Art Finds: Governors State University


You never know what you'll find meandering in an airport, looking up at the side of a building, or getting lost in the halls of a university. I headed out to Governors State University for a local photography exhibit on a rainy day last weekend. It was pouring, but I found my way to the door of the right building. I had to wind my way around the labyrinth of corridors and shared spaces to find my way to the small exhibit gallery. On the way, I noticed so many paintings and sculptures. I made a point to visit them on my way out.

Right outside of the exhibit space, woodcarvings and totems were displayed. Most had stories to go with them. There were ceramics and sculptures. Paintings and drawings. We went back the way we came, then went back and visited another building. The artwork was all throughout the corridors. Some were labeled, some were not. All were interesting.

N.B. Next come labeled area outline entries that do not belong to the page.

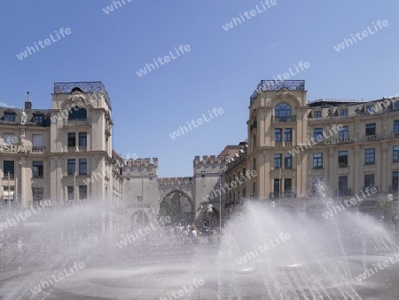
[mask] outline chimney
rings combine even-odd
[[[27,91],[27,100],[25,101],[25,109],[32,109],[32,102],[29,101],[28,91]]]

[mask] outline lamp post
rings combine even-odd
[[[11,211],[10,172],[8,172],[8,213]]]
[[[222,234],[222,173],[219,174],[219,234]]]
[[[144,227],[144,172],[141,172],[141,226]]]
[[[214,207],[212,206],[212,204],[209,204],[209,205],[207,207],[207,216],[208,216],[207,220],[208,220],[208,222],[209,222],[209,232],[210,232],[210,230],[211,230],[210,217],[211,217],[212,211],[214,211]]]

I'll go back to check out the sculpture garden now that the weather has cleared up!


Check out more photos on Facebook: Art Finds Album

About the Exhibit
This was a nice find, but I find the exhibit that brought me there worth mentioning. I didn't take any photos of these MFA's work. Check out the links to get more information and see some of their work.

This exhibit was a great way to spend a couple of hours. I studied the iPhonography of Peter Bosy and decomposed the layered images of Joyce Speechley Symoniak. The Points of Time exhibit had me looking through the macro images, through magnifying rain drops, across shadows of self-portraits, deep into a glass of iced tea. It was fun to see what the photos became after close examination. In contrast with the light and puzzling photos, System Failure showed the dark side of relationships. The three layered images printed on metal morphed based on perspective. As I moved back and forth, different lines, shapes, and words jumped out.  Joyce documented the agony of abuse and dealing with the aftermath.

I went through each group of images two or three times. The exhibit is closed now, but I hope to see more of their work on display.